For those with a first-time genital herpes outbreak in the final six weeks of pregnancy, delivery by cesarean section is typically recommended to reduce the risk. The risk drops significantly if the infection occurred earlier in pregnancy or if the mother had genital herpes before becoming pregnant.
Self-Spreading to Other Body Parts
Herpes can also spread from one part of your own body to another, a process called autoinoculation. The most common example: touching a cold sore and then rubbing your eye. HSV is a leading cause of infectious corneal disease, and most eye infections with HSV happen after another part of the body, usually the mouth, was already infected. The virus can also reach the fingers, causing painful blisters on the fingertips known as herpetic whitlow.
Washing your hands thoroughly before touching your eyes is one of the simplest protective steps, especially if you have an active cold sore or feel the tingling that precedes one.
What Surfaces Can and Can’t Transmit Herpes
Herpes simplex virus can technically survive on dry surfaces for anywhere from a few hours to eight weeks, with longer survival in low-humidity environments. That said, the CDC is clear that you will not get herpes from toilet seats, bedding, swimming pools, or touching objects like soap and towels. The amount of virus that survives on a surface is generally too low to establish an infection through casual contact.
The practical concern is limited to items that directly contact active sores or saliva, like shared drinking glasses or lip products used during an outbreak. Routine household surfaces are not a meaningful risk.

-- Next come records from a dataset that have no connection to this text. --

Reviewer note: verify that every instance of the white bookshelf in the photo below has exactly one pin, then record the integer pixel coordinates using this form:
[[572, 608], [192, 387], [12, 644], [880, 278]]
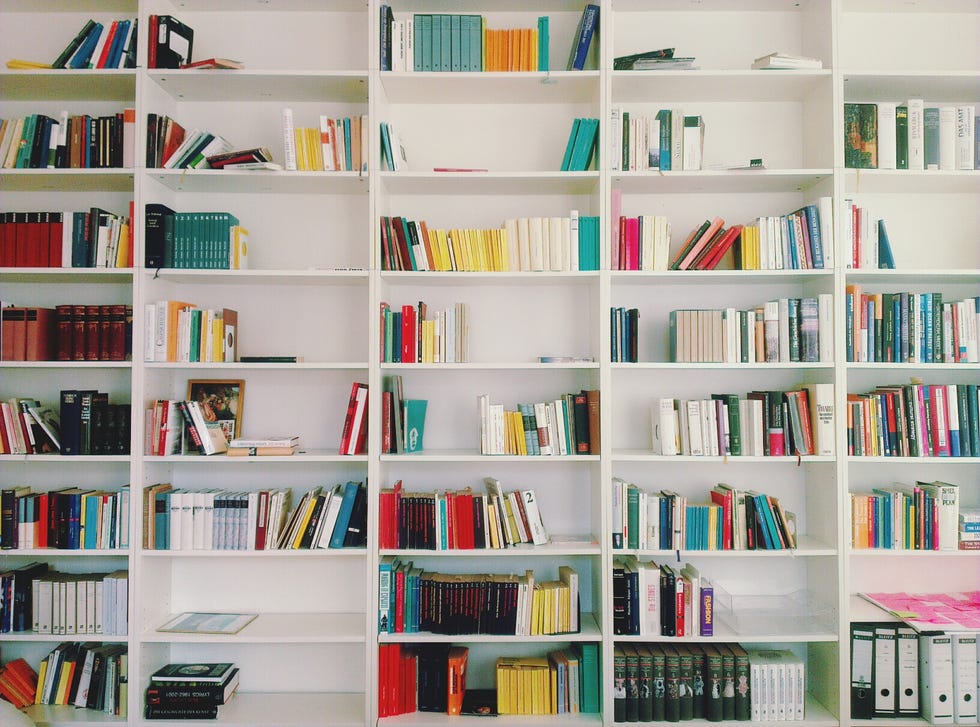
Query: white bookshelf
[[314, 285]]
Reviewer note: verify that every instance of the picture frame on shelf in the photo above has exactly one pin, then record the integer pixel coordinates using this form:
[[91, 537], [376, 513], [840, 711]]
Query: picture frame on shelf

How Condoms Affect Transmission Risk
For the sexual transmission routes, condoms reduce the risk but don’t eliminate it. Herpes spreads through skin-to-skin contact, and condoms only cover part of the genital area. Research published through the Guttmacher Institute found that consistent condom use reduced women’s risk of acquiring HSV-2 by about 90%, but offered no statistically significant protection for men. The difference likely comes down to anatomy: condoms cover a larger proportion of the skin area involved in transmission for women’s partners than for men’s.
Avoiding sexual contact during active outbreaks, using condoms consistently, and antiviral medication for the infected partner all lower the odds of passing genital herpes to a sexual partner, though none of these measures is 100% effective on its own.